Dabei liegt die Verantwortung für die heutige Lage nicht bei einer einzigen Partei. In den vergangenen Jahrzehnten haben Union, SPD, FDP und auch die Grünen mehrfach an verschiedenen Bundesregierungen mitgewirkt und Entscheidungen getroffen, die das Rentensystem belastet, verändert oder unzureichend reformiert haben. Die Schuldfrage ist im Detail kaum zu klären – weil praktisch jede Partei irgendwann beteiligt war.

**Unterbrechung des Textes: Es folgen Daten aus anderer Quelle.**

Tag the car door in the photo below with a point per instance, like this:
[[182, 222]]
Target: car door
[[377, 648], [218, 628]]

Entscheidend ist etwas anderes: Über Jahrzehnte wurde zu spät, zu zaghaft und zu oft zu Lasten der Beitragszahler gehandelt. Heute braucht es endlich eine echte Reform, die diesen Namen verdient – eine Reform, die die junge Generation nicht überfordert, die heutigen Rentner aber auch nicht im Stich lässt. Menschen, die ihr Leben lang gearbeitet haben, verdienen eine Rente, die deutlich über dem Grundsicherungsniveau liegt. Und junge Beitragszahler brauchen ein System, das ihnen wieder Vertrauen gibt.

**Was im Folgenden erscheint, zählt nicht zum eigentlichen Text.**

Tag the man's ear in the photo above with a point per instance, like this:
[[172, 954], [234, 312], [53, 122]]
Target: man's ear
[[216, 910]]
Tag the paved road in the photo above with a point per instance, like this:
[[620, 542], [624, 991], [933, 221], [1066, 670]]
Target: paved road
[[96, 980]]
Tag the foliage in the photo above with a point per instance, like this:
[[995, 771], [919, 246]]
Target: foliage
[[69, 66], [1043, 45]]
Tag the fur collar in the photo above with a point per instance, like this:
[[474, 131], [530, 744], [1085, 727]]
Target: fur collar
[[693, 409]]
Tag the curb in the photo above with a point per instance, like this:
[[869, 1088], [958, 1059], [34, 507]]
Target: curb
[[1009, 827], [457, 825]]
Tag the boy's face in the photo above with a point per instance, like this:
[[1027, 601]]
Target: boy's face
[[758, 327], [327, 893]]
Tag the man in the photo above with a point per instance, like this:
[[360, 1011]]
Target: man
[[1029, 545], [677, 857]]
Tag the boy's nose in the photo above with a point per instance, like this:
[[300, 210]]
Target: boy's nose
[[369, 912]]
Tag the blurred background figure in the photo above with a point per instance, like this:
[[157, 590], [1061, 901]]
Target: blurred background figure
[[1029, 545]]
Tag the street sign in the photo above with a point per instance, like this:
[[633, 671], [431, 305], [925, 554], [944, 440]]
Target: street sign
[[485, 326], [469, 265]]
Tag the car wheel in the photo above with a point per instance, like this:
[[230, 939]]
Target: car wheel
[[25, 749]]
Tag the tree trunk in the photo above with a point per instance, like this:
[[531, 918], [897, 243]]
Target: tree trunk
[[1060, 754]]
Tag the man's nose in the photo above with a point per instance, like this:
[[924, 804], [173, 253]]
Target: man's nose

Solange das nicht gelingt, werden viele Menschen sich weiterhin so fühlen, wie sie es heute schon tun: als würden sie in ein System einzahlen, das ihnen nicht ehrlich sagt, was es wirklich leisten kann. Und genau deshalb fühlen sich Beiträge zur gesetzlichen Rentenversicherung für viele wie ein stiller, schleichender Diebstahl an – keiner, der strafrechtlich relevant wäre, aber einer, der Vertrauen zerstört.